Yeah, on normal CPUs where atomic<bool>
and atomic<int>
are also lock-free, it's pretty much like atomic<bool>
, using the same instructions. (x86 and x86-64 have the same set of atomic operations available.)
You might think that it would always use x86 lock bts
or lock btr
to set / reset (clear) a single bit, but it can be more efficient to do other things (especially for a function that returns a bool instead of branching on it). The object is a whole byte so you can just store or exchange the whole byte. (And if the ABI guarantees that the value is always 0
or 1
, you don't have to booleanize it before returning the result as a bool
)
GCC and clang compile test_and_set
to a byte exchange, and clear to a byte store of 0
. We get (nearly) identical asm for atomic_flag
test_and_set
as f.exchange(true);
#include <atomic>
bool TAS(std::atomic_flag &f) {
return f.test_and_set();
}
bool TAS_bool(std::atomic<bool> &f) {
return f.exchange(true);
}
void clear(std::atomic_flag &f) {
//f = 0; // deleted
f.clear();
}
void clear_relaxed(std::atomic_flag &f) {
f.clear(std::memory_order_relaxed);
}
void bool_clear(std::atomic<bool> &f) {
f = false; // deleted
}
On Godbolt for x86-64 with gcc and clang, and for ARMv7 and AArch64.
## GCC9.2 -O3 for x86-64
TAS(std::atomic_flag&):
mov eax, 1
xchg al, BYTE PTR [rdi]
ret
TAS_bool(std::atomic<bool>&):
mov eax, 1
xchg al, BYTE PTR [rdi]
test al, al
setne al # missed optimization, doesn't need to booleanize to 0/1
ret
clear(std::atomic_flag&):
mov BYTE PTR [rdi], 0
mfence # memory fence to drain store buffer before future loads
ret
clear_relaxed(std::atomic_flag&):
mov BYTE PTR [rdi], 0 # x86 stores are already mo_release, no barrier
ret
bool_clear(std::atomic<bool>&):
mov BYTE PTR [rdi], 0
mfence
ret
Note that xchg
is also an efficient way to do a seq_cst
store on x86-64, usually more efficient than the mov
+ mfence
that gcc uses. Clang uses xchg
for all of these (except the relaxed store).

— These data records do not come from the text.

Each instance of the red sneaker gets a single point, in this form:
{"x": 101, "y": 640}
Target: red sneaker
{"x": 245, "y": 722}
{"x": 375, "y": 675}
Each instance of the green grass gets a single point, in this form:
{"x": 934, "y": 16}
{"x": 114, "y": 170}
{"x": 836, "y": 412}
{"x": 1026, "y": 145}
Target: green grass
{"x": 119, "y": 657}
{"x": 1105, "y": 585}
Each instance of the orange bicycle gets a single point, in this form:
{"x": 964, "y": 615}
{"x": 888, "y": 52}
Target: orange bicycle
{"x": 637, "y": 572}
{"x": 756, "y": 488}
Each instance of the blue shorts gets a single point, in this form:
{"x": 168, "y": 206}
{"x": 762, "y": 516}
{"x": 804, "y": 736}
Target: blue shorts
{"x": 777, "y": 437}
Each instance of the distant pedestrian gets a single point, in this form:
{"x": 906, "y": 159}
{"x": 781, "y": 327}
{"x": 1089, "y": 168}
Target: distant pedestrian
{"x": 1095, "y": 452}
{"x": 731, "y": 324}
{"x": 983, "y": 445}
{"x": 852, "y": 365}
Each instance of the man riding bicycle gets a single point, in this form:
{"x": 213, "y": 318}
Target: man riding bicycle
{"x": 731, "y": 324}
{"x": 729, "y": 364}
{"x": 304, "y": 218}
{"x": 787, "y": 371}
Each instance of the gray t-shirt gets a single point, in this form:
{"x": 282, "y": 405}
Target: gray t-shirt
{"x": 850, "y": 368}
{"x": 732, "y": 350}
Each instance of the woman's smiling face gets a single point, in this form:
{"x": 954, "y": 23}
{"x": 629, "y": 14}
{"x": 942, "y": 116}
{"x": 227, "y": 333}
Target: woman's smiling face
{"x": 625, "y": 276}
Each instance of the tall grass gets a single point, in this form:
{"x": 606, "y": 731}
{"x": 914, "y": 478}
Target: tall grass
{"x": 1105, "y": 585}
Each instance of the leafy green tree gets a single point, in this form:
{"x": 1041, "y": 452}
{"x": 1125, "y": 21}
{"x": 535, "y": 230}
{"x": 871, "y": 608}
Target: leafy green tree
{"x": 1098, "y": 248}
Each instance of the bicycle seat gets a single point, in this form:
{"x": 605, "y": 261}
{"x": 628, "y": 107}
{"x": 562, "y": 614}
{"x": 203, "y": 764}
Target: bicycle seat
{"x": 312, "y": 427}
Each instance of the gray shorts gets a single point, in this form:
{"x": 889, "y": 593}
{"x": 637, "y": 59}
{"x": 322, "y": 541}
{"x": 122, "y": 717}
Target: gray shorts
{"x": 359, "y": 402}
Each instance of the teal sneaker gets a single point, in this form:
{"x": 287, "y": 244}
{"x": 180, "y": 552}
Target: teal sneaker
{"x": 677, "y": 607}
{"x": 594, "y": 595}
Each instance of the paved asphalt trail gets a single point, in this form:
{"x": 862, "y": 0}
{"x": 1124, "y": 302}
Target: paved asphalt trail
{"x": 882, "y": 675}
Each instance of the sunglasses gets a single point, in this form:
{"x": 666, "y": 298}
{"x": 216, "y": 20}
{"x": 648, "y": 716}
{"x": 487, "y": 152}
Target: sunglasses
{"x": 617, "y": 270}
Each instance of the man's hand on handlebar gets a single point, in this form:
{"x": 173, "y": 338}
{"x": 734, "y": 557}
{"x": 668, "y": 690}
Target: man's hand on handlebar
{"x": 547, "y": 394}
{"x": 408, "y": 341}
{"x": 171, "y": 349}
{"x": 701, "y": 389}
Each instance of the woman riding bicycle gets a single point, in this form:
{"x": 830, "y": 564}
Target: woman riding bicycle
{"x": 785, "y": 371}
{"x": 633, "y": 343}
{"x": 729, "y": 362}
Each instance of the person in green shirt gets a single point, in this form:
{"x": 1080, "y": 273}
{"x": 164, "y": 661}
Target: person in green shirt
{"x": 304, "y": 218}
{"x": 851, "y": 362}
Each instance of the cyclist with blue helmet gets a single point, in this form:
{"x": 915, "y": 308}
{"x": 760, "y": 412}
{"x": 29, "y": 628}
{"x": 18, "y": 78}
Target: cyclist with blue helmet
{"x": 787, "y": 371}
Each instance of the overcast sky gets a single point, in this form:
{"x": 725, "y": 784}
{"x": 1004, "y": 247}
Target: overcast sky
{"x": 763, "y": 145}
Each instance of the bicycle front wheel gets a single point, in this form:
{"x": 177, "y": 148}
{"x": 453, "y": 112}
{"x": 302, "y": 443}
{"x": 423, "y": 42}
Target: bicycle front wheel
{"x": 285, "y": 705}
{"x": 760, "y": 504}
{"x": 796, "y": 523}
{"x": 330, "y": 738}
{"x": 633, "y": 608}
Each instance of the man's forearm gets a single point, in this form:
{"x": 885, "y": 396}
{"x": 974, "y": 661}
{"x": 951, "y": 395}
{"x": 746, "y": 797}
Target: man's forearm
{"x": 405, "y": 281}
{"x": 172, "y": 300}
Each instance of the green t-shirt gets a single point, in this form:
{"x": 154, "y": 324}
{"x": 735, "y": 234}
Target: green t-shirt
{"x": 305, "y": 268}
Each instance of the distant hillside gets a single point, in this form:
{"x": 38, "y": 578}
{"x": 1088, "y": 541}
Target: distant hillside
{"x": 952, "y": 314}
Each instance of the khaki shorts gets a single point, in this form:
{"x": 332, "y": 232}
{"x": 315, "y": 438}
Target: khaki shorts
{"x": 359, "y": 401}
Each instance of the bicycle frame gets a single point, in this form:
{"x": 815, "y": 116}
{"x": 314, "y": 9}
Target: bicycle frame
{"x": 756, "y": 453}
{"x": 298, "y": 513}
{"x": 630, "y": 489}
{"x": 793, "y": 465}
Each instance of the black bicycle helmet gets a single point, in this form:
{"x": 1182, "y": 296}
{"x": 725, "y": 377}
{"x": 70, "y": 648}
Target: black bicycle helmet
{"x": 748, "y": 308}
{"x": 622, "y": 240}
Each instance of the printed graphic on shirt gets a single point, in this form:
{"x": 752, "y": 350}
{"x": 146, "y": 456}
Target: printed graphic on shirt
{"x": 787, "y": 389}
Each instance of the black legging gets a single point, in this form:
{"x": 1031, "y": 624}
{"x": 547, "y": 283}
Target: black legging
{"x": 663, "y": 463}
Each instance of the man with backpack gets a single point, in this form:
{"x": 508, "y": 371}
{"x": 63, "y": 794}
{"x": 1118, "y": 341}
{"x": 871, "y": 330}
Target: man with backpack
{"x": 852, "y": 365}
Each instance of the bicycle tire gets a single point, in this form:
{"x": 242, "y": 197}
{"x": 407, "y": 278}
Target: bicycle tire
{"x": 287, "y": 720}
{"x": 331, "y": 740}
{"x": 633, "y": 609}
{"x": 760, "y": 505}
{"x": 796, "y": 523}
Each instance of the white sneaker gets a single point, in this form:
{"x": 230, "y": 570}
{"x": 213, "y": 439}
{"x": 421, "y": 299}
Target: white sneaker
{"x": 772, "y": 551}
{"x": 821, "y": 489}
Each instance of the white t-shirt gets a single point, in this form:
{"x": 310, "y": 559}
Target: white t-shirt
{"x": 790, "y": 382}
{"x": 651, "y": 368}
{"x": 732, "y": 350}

Amusingly, clang re-booleanizes to 0/1 after the xchg in atomic_flag.test_and_set()
, but GCC instead does it after atomic<bool>
. clang does a weird and al,1
in TAS_bool, which would treat values like 2
as false. It seems totally pointless; the ABI guarantees that a bool
in memory is always stored as a 0
or 1
byte.
For ARM, we have ldrexb
/ strexb
exchange retry loops, or just strb
+ dmb ish
for the pure store. Or AArch64 can use stlrb wzr, [x0]
for clear
or assign-false to do a sequential-release store (of the zero-register) without needing a barrier.